While 1970s fashion was heavily influenced by the Hippies of the 1960s, 1980s fashion was brought to you by the B and “big” stuff. Big hair, big jewelry, and big shirts.
These ladies from the movie Heathers are playing high school students. Blazers, shoulder pads, and bit jewelry, oh my! This is just the beginning though. Check out the cast of The Breakfast Club, who are also playing high school students . . .
Let’s dive in to the average daily wear of the good, the bad, and the rebellious. The 1980s were a time of great wealth for America.
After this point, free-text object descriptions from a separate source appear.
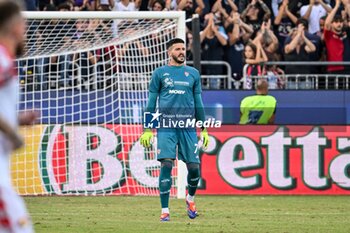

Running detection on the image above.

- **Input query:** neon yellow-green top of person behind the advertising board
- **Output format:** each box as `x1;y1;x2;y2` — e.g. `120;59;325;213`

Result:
239;95;277;124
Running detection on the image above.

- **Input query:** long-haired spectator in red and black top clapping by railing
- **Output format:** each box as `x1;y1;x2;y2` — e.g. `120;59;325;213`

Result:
244;38;268;89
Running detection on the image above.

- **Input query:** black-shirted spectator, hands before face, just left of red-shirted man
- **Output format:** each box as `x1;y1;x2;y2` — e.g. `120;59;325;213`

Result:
284;24;316;88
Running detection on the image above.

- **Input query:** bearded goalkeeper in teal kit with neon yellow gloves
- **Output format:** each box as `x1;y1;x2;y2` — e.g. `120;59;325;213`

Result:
141;38;209;221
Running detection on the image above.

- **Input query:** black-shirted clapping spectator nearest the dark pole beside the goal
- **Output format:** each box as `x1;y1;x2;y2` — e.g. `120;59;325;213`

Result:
200;13;227;89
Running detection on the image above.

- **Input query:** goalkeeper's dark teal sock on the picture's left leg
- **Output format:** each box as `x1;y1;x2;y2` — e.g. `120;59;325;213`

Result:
159;160;173;208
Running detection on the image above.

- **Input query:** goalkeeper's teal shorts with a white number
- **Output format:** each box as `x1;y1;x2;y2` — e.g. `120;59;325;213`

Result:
157;128;200;163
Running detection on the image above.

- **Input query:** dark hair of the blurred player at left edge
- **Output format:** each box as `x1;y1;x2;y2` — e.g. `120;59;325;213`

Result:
0;0;23;31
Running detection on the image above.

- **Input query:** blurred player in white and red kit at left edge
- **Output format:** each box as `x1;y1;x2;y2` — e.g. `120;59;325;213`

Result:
0;0;36;233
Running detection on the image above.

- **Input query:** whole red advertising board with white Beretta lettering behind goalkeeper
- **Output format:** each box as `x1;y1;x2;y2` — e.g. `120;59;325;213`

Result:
34;125;350;195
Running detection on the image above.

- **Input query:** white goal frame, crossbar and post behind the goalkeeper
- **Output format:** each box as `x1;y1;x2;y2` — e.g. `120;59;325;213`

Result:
20;11;187;199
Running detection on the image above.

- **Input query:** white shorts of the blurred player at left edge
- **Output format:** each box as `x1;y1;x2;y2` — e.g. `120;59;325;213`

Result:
0;154;34;233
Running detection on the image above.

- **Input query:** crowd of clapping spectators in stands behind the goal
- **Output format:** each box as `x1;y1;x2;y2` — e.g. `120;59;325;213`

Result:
21;0;350;89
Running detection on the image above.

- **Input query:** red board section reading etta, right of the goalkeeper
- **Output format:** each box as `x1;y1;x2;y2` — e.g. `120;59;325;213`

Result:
198;126;350;195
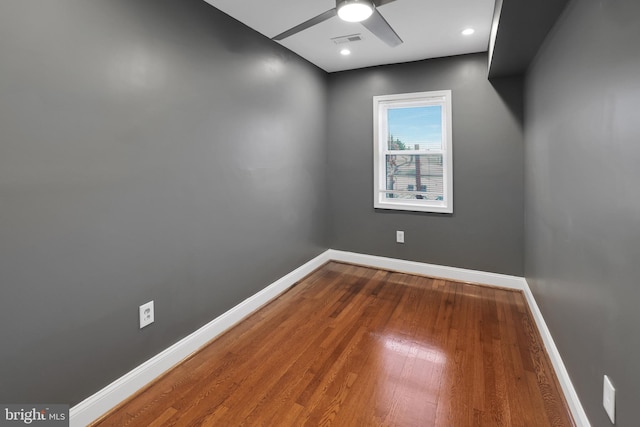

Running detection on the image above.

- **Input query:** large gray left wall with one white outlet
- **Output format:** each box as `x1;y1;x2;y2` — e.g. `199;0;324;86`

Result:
0;0;327;404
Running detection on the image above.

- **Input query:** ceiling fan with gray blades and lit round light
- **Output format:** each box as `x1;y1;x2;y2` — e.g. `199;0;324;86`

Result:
272;0;402;47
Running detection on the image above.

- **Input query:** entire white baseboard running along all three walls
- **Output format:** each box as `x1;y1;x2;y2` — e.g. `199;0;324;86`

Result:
70;249;590;427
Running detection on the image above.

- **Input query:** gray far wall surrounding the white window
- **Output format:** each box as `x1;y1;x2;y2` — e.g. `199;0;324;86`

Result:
327;54;524;275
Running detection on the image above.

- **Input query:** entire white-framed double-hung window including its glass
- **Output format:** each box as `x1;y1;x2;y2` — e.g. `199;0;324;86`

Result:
373;90;453;213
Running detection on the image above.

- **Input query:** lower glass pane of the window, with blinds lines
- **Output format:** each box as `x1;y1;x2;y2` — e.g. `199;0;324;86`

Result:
386;154;444;200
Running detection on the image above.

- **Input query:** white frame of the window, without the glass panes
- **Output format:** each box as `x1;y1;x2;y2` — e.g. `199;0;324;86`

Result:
373;90;453;213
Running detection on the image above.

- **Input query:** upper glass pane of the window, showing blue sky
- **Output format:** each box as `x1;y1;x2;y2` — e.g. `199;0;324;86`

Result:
387;105;442;150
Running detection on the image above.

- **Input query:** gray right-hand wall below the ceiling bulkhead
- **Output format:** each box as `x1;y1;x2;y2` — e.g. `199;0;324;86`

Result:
525;0;640;426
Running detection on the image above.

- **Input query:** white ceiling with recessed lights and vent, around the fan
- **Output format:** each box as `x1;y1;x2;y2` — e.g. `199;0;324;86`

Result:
205;0;495;72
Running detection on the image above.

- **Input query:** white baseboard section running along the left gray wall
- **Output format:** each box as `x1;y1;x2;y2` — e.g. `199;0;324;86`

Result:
69;251;329;427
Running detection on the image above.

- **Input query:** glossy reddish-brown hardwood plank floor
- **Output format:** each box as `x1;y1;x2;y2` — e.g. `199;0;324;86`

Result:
94;262;574;427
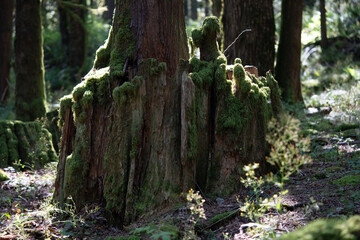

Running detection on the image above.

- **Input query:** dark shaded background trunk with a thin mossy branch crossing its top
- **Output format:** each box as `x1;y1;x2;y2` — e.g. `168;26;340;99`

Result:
58;0;87;83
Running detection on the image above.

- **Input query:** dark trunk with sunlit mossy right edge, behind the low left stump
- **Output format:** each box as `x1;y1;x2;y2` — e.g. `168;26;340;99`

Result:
15;0;46;121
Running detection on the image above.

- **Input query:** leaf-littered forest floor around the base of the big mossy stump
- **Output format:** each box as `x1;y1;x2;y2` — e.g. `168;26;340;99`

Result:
0;107;360;240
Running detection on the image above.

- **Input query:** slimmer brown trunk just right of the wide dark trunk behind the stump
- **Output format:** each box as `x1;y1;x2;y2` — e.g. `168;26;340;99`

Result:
275;0;303;103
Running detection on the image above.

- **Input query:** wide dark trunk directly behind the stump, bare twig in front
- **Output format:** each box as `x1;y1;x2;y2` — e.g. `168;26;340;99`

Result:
222;0;275;76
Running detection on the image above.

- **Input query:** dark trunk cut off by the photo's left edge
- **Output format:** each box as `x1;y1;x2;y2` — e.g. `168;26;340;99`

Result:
0;0;14;104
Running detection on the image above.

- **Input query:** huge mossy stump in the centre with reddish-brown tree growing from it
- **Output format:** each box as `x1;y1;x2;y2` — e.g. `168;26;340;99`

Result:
54;0;277;226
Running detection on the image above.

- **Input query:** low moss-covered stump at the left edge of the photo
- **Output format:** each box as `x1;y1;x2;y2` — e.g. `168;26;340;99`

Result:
0;120;57;168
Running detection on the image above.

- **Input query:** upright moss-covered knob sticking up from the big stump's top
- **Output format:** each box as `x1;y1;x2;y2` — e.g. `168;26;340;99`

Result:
191;17;221;61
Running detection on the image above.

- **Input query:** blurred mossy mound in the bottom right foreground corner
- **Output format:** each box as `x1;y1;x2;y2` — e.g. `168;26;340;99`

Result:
278;216;360;240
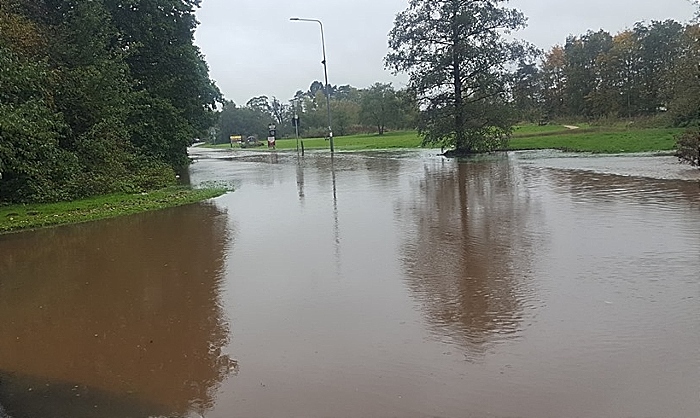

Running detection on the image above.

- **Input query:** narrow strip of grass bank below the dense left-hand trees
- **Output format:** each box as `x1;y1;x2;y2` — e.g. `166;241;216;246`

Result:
0;187;227;234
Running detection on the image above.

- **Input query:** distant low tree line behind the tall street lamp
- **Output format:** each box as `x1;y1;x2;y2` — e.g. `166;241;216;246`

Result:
213;81;418;143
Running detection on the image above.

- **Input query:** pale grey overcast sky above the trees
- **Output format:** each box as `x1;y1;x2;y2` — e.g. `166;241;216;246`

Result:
195;0;694;105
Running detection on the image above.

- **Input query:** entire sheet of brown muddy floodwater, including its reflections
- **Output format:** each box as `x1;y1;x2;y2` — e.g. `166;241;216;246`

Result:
0;150;700;418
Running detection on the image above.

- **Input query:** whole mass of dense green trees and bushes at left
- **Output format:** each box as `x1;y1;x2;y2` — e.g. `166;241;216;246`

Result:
0;0;221;204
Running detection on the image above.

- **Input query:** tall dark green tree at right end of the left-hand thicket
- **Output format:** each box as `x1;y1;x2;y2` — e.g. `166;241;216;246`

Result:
103;0;223;167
Lifestyles of the Rich and Famous was a television show that reminded the country that with great wealth comes great responsibility . . . or just great big houses.
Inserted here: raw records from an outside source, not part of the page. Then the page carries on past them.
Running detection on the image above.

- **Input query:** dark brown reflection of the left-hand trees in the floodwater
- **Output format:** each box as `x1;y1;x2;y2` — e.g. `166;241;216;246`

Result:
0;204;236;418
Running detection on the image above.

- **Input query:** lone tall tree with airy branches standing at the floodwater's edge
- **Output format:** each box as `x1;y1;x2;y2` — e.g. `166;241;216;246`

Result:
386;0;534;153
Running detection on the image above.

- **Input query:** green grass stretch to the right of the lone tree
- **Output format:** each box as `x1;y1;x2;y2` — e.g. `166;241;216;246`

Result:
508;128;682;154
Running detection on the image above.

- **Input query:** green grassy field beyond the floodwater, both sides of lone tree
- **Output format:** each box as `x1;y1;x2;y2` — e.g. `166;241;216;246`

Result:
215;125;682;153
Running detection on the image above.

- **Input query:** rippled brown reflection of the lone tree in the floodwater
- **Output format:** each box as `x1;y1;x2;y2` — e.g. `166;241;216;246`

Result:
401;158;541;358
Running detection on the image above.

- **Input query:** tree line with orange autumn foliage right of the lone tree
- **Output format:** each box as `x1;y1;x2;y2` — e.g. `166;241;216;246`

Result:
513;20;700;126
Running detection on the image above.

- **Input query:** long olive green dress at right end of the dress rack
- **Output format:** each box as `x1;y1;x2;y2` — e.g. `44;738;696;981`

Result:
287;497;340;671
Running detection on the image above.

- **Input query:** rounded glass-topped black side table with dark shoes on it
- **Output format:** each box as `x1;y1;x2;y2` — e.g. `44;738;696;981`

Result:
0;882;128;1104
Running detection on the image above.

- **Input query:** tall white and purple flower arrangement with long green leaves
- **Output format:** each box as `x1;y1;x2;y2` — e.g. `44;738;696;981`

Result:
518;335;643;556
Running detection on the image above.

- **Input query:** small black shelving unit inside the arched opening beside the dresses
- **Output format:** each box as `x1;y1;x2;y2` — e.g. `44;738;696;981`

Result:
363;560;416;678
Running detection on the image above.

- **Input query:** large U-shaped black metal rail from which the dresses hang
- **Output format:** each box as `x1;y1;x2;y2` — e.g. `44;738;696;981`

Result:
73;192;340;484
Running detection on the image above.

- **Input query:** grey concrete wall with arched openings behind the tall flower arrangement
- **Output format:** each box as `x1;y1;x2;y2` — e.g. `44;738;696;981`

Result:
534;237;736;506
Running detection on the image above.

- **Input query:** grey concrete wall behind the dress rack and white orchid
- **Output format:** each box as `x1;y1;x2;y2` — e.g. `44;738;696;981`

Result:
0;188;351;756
One of the mottos of the 1980s was, “If you got it flaunt it and you can have it all.” This was a generation of status seekers and they had a lot of big name stars–and accidental fashionistas–to emulate. Michael Jackson, Madonna, and Princess Diana were among the top names this generation was looking up to. Not to mention a lot of pop culture films that were suddenly available to the average apartment dweller and home owner by way of VHS video tapes and the ultimate home rental store, Blocksbuster.
What we love about the 80s is that fashion was unique and comfy, but it also reflected the individuality of the wearer. There were some basic pieces most people had, but no two people really wore them the same way.
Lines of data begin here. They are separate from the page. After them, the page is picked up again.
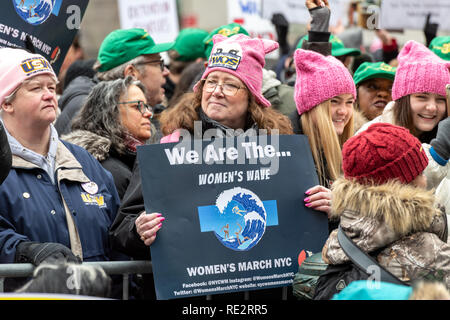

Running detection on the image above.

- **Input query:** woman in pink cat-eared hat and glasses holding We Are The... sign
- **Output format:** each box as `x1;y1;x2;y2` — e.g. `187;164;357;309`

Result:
111;34;292;297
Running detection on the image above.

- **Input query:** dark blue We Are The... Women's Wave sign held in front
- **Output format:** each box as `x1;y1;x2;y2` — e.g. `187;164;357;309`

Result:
138;135;328;299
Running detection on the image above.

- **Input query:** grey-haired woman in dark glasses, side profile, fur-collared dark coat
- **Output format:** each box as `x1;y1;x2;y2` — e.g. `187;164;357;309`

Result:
61;77;154;199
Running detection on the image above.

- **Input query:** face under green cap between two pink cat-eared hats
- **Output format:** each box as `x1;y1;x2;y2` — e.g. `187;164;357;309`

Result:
357;78;393;120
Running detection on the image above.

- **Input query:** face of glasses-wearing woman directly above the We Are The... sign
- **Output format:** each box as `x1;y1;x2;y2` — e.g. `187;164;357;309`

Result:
201;71;249;129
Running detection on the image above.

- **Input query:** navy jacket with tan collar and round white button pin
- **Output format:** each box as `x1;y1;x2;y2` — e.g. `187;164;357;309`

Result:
0;141;120;263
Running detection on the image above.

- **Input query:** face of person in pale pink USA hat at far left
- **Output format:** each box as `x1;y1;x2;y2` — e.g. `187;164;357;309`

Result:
3;74;58;128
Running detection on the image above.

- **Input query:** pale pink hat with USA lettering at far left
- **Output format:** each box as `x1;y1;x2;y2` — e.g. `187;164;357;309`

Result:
0;48;56;105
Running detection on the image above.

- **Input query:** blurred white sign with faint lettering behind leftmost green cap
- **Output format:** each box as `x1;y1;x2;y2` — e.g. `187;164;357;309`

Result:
118;0;179;43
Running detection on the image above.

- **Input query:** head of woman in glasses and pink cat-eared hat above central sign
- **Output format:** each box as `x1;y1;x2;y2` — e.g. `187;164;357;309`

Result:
160;34;292;142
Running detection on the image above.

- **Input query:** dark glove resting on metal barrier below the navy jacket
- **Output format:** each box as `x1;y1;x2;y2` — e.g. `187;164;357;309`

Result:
14;241;81;266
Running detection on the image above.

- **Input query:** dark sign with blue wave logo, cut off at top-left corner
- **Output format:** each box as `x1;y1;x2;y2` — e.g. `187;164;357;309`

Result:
0;0;89;74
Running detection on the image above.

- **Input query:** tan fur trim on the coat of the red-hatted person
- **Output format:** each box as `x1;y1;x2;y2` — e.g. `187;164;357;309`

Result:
330;177;441;234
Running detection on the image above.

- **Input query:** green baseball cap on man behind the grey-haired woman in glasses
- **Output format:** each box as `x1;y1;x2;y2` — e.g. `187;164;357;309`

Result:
97;28;175;72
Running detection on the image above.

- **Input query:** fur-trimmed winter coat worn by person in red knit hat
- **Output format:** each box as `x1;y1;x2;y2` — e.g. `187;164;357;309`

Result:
322;178;450;288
For some people in the 1990s, a shopping trip usually meant going to a mall in your best crew neck and high waisted khakis or jeans. For others, it was a defining moment meant to communication your inner angst to the world. Let us explain . . . we’ll begin with the cast of one of the most popular TV shows of the day, My So-Called Life.
Before we go there, you’ll note, casual wear still included belts and was void of yoga pants and joggers.
1990s, My So-Called Life
What you see represented in this photo of a culturally iconic TV show from the 1990s is several fashion influences working side-by-side. You’ve got hip-hop, grunge, and Britpop. Let’s just say, there was a lot going on the 1990s.
Still, what we love about these trends is the way people were expressing themselves and leaving plenty of space for others to do the same. Want to wear a dress that hits at the ankle, with a pop of lace at the neck? No problem. Want to wear a Britpop inspired jacket with big gold button across the shoulders? Bring it on.
As in generations before the 1990s, music greatly and defined one’s sense of self and how they interacted with the culture.
And now that we know where we’ve come from, let’s see where we are today . . .
And here we are! 2021.
It’s hard to define a decade–or a year–when you’re in it. When we look back over the years through a rosy glow of remembrance, and with the benefit of perspective, we can more easily see trends. We can also see the causes and effects of cultural shifts. So, with limited perspective we’ll point out the obvious . . . we’ve come a long way from tapered blouses and bow ties.
Gone are the days of formal daily wear. We’ve traded in our heels for sneakers. We’ve traded in our ties and smart suit jackets for t-shirts and flip-flops. We get for a trip to the grocery store and a trip to the office in the same way–we wear the same outfits out to lunch as we do to attend a meeting with our colleagues.
So, now we ask you . . . what do you think is most heavily influencing our fashion today? And, where do you think we’re headed?